Elswhere in the neighborhood there is the former Asian Ranch Supermarket, the former Chief Auto Parts building and several other unused structures and strip malls.
The blight feeds off itself, scaring new businesses away from the area and driving out the few that still remain.

City Hall has been ineffective to raze old buildings or attract new developers to take them over.  Instead, the L.A. City Council has pretended to tackle the issue of blight by launching an anti-business attack on the billboard industry -- as if the elimination of billboards would fix the problem.
This is NOT blight
Downtown Van Nuys might as well be on another planet away from downtown Los Angeles, which the city leaders have diligently worked to improve with the new cathedral, Staples Center, and the $300 million face lift for City Hall.-- to name just a few.

Meanwhile, Van Nuys and many other city neighborhoods stand in virtual ruin.
While the Department of Building and Safety picks on, harrasses, and cites middle class homeowners for trivial violations such as sagging fences and untagged cars parked in private back yards, the DBS skips over the lower class homes and businesses.

By failing to vigorously enforce housing laws, Van Nuys has turned itself into a haven for the poor and created a city of slums and high-end districts with a dwindling middle class.
It is not surprizing that when Ahorra Discount, on the Southwest corner of Van Nuys Bl & Haynes Street, took over the building from the previous business (Rodeo Cantina) last year (2001), the owner completely modified the structure of the store to suit the new business without getting a permit.

It is also not surprizing that the Department of Building & Safety knew about it for months -- but didn't cite the owner until other activist and I put the pressure on.
In Van Nuys, many businesses ignore building codes.
This property, filthy, with human waste abound, located on Saticoy Street near Sepulveda Blvd in Van Nuys, is home to squatters and vagrants.
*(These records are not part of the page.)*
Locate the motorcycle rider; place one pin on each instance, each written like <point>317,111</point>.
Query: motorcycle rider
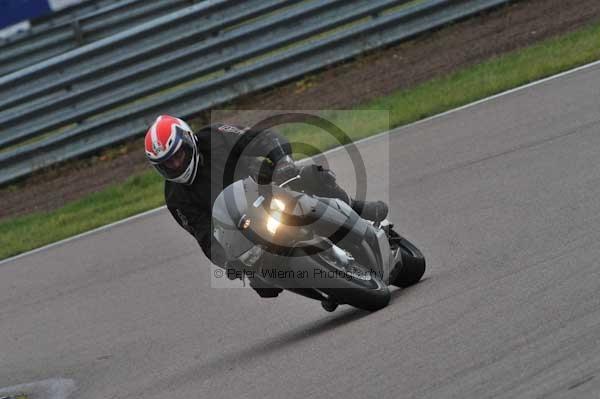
<point>194,166</point>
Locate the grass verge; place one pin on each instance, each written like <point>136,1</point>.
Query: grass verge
<point>142,192</point>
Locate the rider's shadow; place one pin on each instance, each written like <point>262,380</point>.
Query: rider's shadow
<point>223,364</point>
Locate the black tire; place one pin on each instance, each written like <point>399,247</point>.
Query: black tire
<point>362,298</point>
<point>413,265</point>
<point>368,294</point>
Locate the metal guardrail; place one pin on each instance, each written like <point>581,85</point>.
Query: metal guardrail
<point>78,28</point>
<point>190,61</point>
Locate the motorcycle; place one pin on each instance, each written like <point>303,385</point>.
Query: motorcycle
<point>281,237</point>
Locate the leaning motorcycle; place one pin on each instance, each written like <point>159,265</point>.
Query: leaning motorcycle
<point>317,247</point>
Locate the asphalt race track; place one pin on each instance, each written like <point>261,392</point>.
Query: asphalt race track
<point>504,200</point>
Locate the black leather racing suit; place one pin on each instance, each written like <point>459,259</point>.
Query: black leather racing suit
<point>223,147</point>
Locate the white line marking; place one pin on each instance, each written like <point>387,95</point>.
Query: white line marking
<point>375,137</point>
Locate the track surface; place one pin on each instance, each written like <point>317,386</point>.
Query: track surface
<point>504,200</point>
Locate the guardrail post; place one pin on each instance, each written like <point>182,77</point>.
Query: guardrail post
<point>77,31</point>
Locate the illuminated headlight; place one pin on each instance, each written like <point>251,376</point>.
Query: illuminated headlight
<point>250,257</point>
<point>273,222</point>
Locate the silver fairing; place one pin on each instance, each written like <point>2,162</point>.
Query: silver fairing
<point>229,206</point>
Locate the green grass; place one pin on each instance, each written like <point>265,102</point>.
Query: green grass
<point>143,192</point>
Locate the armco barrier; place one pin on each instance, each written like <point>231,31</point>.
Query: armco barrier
<point>244,47</point>
<point>73,30</point>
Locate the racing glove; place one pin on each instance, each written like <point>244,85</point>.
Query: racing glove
<point>285,169</point>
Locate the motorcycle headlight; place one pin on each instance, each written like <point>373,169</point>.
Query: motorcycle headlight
<point>273,223</point>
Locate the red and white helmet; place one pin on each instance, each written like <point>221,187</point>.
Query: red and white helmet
<point>171,148</point>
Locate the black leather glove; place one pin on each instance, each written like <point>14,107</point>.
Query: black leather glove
<point>284,170</point>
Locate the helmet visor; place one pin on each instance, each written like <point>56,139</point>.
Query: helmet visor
<point>177,163</point>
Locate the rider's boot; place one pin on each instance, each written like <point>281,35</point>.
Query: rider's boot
<point>375,211</point>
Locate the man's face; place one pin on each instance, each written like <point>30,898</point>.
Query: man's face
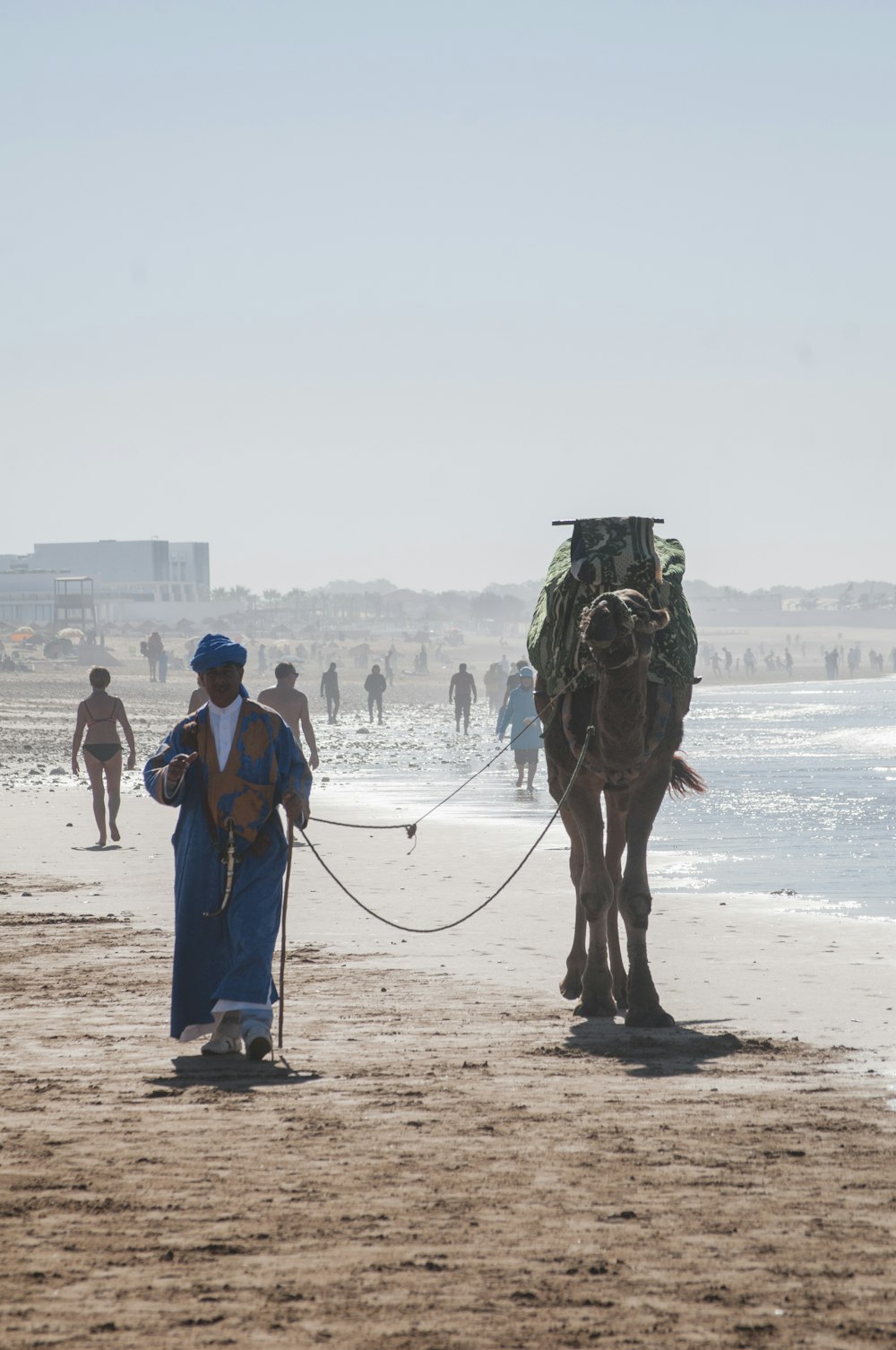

There is no pro-active code enforcement in some sections of Los Angeles. Because no one complains, the LAPD and the DBS don't bother to cite the owners. But even when someone does complain, little action is taken to make the owner comply.
LA City Leaders should call for a zero tolerance policy with regard to serious zoning violatons and should call for a special permanant on-call DBS inspectors who can patrol for after-hour zoning violations and be able to immediately respond to citizens' complaints.